Les « peaux à moustiques » : mythe ou réalité ?
L’ESSENTIEL Les moustiques utilisent un arsenal complexe et sophistiqué pour nous détecter ; Nous ne sommes pas tous égaux face à la détection par les moustiques, qui par ailleurs nous trouvent plus ou moins attractifs selon nos activités ; Les réactions aux piqûres varient d’une personne à l’autre, ce qui peut renforcer l’impression d’attirer davantage les moustiques. Avec l’été, ils sont de retour, piqueurs insatiables, furtifs comme une brise d’été, virtuoses de l’esquive… Vous avez évidemment reconnu nos minuscules adversaires ailés, les agaçants moustiques, qui peuvent transformer nos vacances en festival de démangeaisons et nos nuits en vér.
Les moustiques utilisent un système de détection sophistiqué pour nous repérer, composé de plusieurs étapes. À distance, ils détectent le dioxyde de carbone (CO₂) que nous expirons, un gaz invisible et inodore pour l’humain mais formant un panache traçable sur plusieurs dizaines de mètres.
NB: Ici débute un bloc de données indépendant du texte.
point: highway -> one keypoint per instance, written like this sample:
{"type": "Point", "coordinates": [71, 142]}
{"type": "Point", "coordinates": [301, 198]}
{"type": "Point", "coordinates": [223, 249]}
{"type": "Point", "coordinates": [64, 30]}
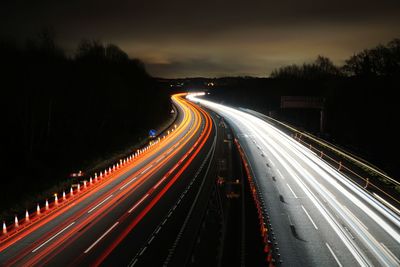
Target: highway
{"type": "Point", "coordinates": [143, 205]}
{"type": "Point", "coordinates": [318, 217]}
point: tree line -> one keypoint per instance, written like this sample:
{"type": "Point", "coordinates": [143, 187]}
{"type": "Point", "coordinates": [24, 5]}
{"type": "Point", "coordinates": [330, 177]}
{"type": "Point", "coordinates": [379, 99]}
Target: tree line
{"type": "Point", "coordinates": [63, 111]}
{"type": "Point", "coordinates": [380, 61]}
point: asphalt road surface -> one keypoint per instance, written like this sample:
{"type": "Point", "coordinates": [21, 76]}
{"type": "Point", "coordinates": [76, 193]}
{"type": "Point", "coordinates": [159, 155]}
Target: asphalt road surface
{"type": "Point", "coordinates": [135, 215]}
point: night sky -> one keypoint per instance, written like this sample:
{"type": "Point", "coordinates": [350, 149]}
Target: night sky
{"type": "Point", "coordinates": [180, 38]}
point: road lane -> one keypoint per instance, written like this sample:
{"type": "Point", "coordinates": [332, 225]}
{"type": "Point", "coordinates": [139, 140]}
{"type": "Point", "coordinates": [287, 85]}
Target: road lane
{"type": "Point", "coordinates": [110, 196]}
{"type": "Point", "coordinates": [348, 226]}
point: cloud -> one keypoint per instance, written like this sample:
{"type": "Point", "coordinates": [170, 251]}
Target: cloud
{"type": "Point", "coordinates": [179, 38]}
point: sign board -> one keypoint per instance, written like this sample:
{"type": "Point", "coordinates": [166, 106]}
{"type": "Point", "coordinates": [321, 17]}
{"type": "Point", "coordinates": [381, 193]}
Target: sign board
{"type": "Point", "coordinates": [302, 102]}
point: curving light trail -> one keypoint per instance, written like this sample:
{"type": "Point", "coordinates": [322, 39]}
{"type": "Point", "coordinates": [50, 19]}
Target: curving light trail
{"type": "Point", "coordinates": [364, 225]}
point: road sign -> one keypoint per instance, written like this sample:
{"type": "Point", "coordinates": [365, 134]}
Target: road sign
{"type": "Point", "coordinates": [152, 133]}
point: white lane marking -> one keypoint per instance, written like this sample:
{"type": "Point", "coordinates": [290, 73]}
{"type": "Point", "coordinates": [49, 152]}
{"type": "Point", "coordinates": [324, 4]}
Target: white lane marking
{"type": "Point", "coordinates": [283, 177]}
{"type": "Point", "coordinates": [387, 203]}
{"type": "Point", "coordinates": [354, 217]}
{"type": "Point", "coordinates": [309, 217]}
{"type": "Point", "coordinates": [101, 237]}
{"type": "Point", "coordinates": [272, 163]}
{"type": "Point", "coordinates": [137, 204]}
{"type": "Point", "coordinates": [390, 253]}
{"type": "Point", "coordinates": [100, 203]}
{"type": "Point", "coordinates": [291, 190]}
{"type": "Point", "coordinates": [122, 187]}
{"type": "Point", "coordinates": [54, 236]}
{"type": "Point", "coordinates": [333, 254]}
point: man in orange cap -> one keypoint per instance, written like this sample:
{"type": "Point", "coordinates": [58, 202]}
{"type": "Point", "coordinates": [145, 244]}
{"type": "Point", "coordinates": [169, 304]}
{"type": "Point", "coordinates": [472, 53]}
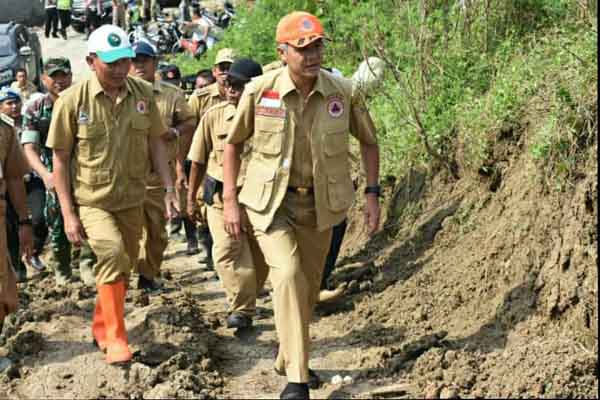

Ce signal est plus intense chez les femmes enceintes, les sportifs ou après la consommation d’alcool, ce qui peut les rendre plus attractifs. À proximité, ils se guident grâce à notre silhouette et aux couleurs sombres de nos vêtements, plus visibles que les teintes claires. Enfin, à très courte distance, ils perçoivent la chaleur corporelle (entre 36,5°C et 37,5°C) grâce à des récepteurs thermosensibles sur leurs antennes, ciblant notamment le cou ou les chevilles.
Les moustiques sont également attirés par des composés chimiques émis par notre peau, comme les acides carboxyliques et l’acétoïne, produits par les bactéries du microbiome cutané. Ces molécules forment une signature olfactive unique pour chaque individu, que les moustiques détectent avec une grande précision. La composition de cette flore bactérienne varie d’une personne à l’autre, influençant directement l’attractivité. Par exemple, les personnes de groupe sanguin O émettent des marqueurs chimiques spécifiques qui semblent plus attractifs pour certaines espèces de moustiques, selon des études expérimentales en laboratoire.
La réaction à une piqûre de moustique dépend de la sensibilité individuelle. Lors de la piqûre, le moustique injecte de la salive contenant des protéines anticoagulantes, déclenchant une réponse immunitaire qui libère de l’histamine. Cette substance provoque rougeurs, gonflements et démangeaisons. Cependant, cette réaction varie considérablement : certaines personnes développent des boutons volumineux et persistants, tandis que d’autres ne remarquent presque rien. Les enfants, dont le système immunitaire est moins expérimenté, réagissent souvent plus fortement. À l’inverse, une exposition répétée peut réduire la sensibilité au fil du temps.
Contrairement aux idées reçues, des facteurs comme la consommation d’ail, de bananes ou la teneur en sucre du sang n’influencent pas l’attractivité des moustiques. Aucune étude sérieuse ne valide ces croyances, qui relèvent davantage du folklore. Les différences d’attraction s’expliquent par des mécanismes biologiques et chimiques complexes, comme la détection du CO₂, la chaleur corporelle ou la composition du microbiome cutané. Même le groupe sanguin joue un rôle, avec des marqueurs chimiques spécifiques pour le groupe O, plus attractifs selon certaines recherches.
Pour limiter les piqûres, plusieurs méthodes de prévention sont efficaces, indépendamment du type de peau. Les moustiquaires bloquent l’accès aux logements, tandis que les répulsifs perturbent la détection des odeurs par les moustiques. Porter des vêtements amples et clairs réduit également les risques, car les couleurs sombres sont plus visibles. Enfin, éliminer les eaux stagnantes limite la reproduction des moustiques, car celles-ci sont indispensables à la ponte de leurs œufs. Ces mesures agissent sur les différents signaux utilisés par les moustiques pour nous repérer.